Patients with placental abruption classically present with vaginal bleeding, lower abdominal pain, and contractions.43 The amount of bleeding does not correlate with the severity of the placental abruption, and bleeding is occult in 30% of patients.7 The majority of cases of placental abruption occur before the onset of labor.43 If placental abruption is suspected, an obstetrician should be consulted for fetal and uterine monitoring.44 Although ultrasound is the recommended first-line imaging in patients with suspected placental abruption, it has low sensitivity (24%) because of the similar echogenicity of abruption-related hematoma and normal placenta, the inconspicuous appearance of small hematomas, and the escape of blood from the vagina at the time of the ultrasound.38,45 However, ultrasound findings of placental abruption are highly specific (92% to 94%).38 In the context of maternal trauma, external fetal heart rate monitoring is the standard of care to assess fetal wellbeing.46 Computed tomography may be performed and has a reported sensitivity of 100% in detecting placental abruption.47
Given that maternal hemorrhage and fetal distress can develop suddenly, blood products should be prepared if placental abruption is suspected. In stable patients with a gestational age less than 36 weeks, expectant management may be appropriate. Unstable patients may require emergent cesarean delivery. In patients who sustain trauma and are found to have abnormal fetal heart rate tracings (e.g., fetal bradycardia or prolonged/late decelerations), a trial of resuscitative methods is recommended, such as oxygen administration, intravenous fluid administration, or changing maternal positioning.47 If the abnormal tracings continue, delivery is recommended.

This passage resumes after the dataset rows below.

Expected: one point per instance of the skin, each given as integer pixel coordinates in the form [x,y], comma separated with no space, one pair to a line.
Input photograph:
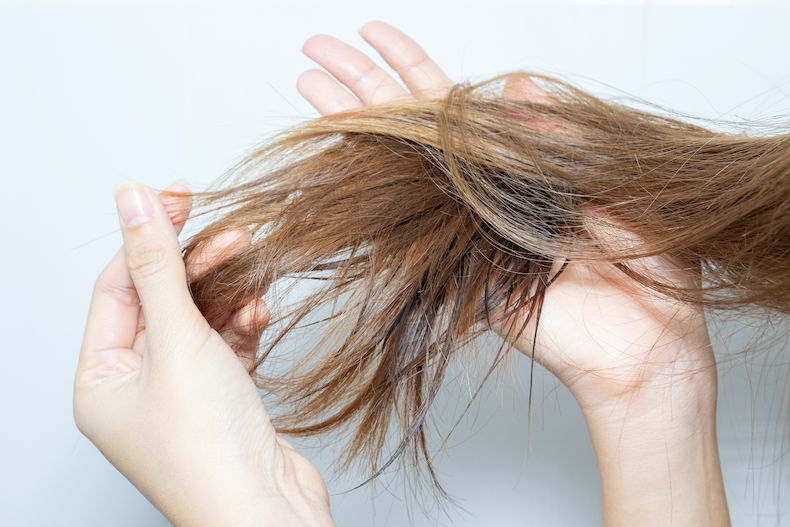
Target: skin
[167,401]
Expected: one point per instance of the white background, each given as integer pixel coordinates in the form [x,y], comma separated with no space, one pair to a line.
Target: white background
[97,93]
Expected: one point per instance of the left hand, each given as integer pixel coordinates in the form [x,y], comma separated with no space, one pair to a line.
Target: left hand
[167,401]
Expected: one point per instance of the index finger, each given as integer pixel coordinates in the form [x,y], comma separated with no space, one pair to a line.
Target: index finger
[420,74]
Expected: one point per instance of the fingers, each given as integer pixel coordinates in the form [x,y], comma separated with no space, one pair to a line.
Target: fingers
[114,309]
[156,268]
[324,93]
[420,74]
[354,69]
[114,312]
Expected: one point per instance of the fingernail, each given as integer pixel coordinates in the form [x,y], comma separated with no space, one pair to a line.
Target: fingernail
[133,202]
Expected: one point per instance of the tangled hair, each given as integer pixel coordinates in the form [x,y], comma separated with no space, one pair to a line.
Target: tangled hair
[421,221]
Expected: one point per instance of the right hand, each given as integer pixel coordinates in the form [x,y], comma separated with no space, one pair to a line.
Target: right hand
[600,332]
[640,366]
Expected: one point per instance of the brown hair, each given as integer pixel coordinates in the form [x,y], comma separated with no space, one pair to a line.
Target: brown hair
[419,221]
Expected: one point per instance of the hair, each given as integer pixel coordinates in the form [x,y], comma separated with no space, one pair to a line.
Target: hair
[425,223]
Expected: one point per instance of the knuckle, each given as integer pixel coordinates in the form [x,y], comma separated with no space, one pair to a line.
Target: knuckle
[147,258]
[124,294]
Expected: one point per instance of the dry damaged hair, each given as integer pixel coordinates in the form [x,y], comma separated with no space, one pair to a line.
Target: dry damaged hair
[418,221]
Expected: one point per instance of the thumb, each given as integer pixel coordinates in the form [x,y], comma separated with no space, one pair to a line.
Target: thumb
[153,256]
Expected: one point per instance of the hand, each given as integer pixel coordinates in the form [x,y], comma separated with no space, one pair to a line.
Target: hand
[641,366]
[165,398]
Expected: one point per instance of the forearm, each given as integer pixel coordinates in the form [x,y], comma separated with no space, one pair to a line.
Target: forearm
[658,455]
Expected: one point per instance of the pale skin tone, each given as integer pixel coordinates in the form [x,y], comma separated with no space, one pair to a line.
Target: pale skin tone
[167,401]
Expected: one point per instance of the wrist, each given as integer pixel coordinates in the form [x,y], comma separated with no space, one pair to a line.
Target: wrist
[658,455]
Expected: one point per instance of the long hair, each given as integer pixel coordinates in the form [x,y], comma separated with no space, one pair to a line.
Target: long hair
[419,222]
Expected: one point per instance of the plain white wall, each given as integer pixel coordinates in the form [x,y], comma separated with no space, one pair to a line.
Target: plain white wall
[101,92]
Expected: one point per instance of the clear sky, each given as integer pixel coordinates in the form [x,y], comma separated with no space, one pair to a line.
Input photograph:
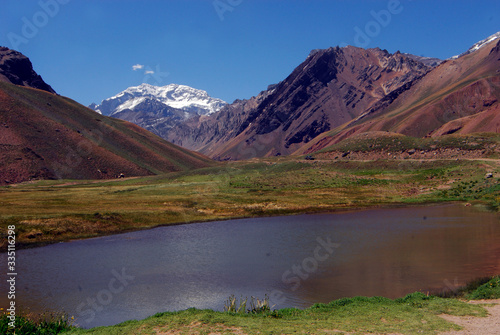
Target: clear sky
[90,50]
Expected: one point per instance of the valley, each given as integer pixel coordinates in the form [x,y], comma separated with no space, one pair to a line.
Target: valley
[348,129]
[357,174]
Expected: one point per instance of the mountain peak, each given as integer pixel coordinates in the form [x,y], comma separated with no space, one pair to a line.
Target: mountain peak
[188,99]
[479,45]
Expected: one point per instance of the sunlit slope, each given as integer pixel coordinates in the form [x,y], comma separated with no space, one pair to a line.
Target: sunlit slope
[459,96]
[46,136]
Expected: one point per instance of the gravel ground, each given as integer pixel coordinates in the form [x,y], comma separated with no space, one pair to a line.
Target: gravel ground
[476,325]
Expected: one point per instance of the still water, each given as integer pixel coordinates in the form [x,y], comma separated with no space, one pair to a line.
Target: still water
[296,260]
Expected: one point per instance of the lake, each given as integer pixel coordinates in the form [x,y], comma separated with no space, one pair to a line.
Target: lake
[295,260]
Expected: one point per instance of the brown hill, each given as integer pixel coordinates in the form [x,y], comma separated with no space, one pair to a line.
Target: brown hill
[45,136]
[459,96]
[330,88]
[17,69]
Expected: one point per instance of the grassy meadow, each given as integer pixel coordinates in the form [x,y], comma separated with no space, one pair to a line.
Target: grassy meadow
[341,178]
[59,210]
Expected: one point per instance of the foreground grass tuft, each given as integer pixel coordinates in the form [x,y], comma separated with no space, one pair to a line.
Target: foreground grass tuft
[412,314]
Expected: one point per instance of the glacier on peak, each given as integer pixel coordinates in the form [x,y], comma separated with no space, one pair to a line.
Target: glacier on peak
[479,45]
[190,100]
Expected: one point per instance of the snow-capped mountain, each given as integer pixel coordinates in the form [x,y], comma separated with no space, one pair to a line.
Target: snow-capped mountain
[190,100]
[479,45]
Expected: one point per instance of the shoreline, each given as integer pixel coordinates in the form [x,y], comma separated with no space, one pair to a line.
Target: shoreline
[22,246]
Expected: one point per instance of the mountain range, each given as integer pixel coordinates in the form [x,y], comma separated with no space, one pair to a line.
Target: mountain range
[331,92]
[159,109]
[334,94]
[46,136]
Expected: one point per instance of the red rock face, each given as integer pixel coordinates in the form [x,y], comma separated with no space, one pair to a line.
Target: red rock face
[17,69]
[459,96]
[45,136]
[331,87]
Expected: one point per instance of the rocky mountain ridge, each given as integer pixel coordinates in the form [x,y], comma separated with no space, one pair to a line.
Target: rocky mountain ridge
[15,68]
[330,88]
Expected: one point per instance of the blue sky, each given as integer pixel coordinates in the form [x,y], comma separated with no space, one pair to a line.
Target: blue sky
[87,49]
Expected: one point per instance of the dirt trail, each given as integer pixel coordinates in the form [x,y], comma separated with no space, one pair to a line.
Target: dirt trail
[489,325]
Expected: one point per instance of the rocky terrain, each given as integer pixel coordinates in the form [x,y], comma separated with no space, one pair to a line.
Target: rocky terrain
[46,136]
[15,68]
[460,96]
[330,88]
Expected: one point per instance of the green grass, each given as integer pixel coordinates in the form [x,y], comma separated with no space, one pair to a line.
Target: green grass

Maternal complications of placental abruption include sepsis, amniotic fluid embolism, venous thromboembolism, acute kidney injury, DIC, hemorrhage, the need for hysterectomy, and death.7,48-52 Fetal complications of placental abruption include intrauterine growth restriction, preterm delivery (up to 60% of cases of abruption), and intrauterine fetal demise.43,53 Placental abruption is associated with an estimated 10% perinatal mortality rate and it is responsible for 35% of all fetal mortality.54,55 Approximately half of perinatal deaths associated with abruption are attributed to preterm birth.56 Long-term complications of in utero exposure to hypoxia related to abruption include increased risk of cerebral palsy, chronic lung disease, and epilepsy in neonates.40 (See Table 7.)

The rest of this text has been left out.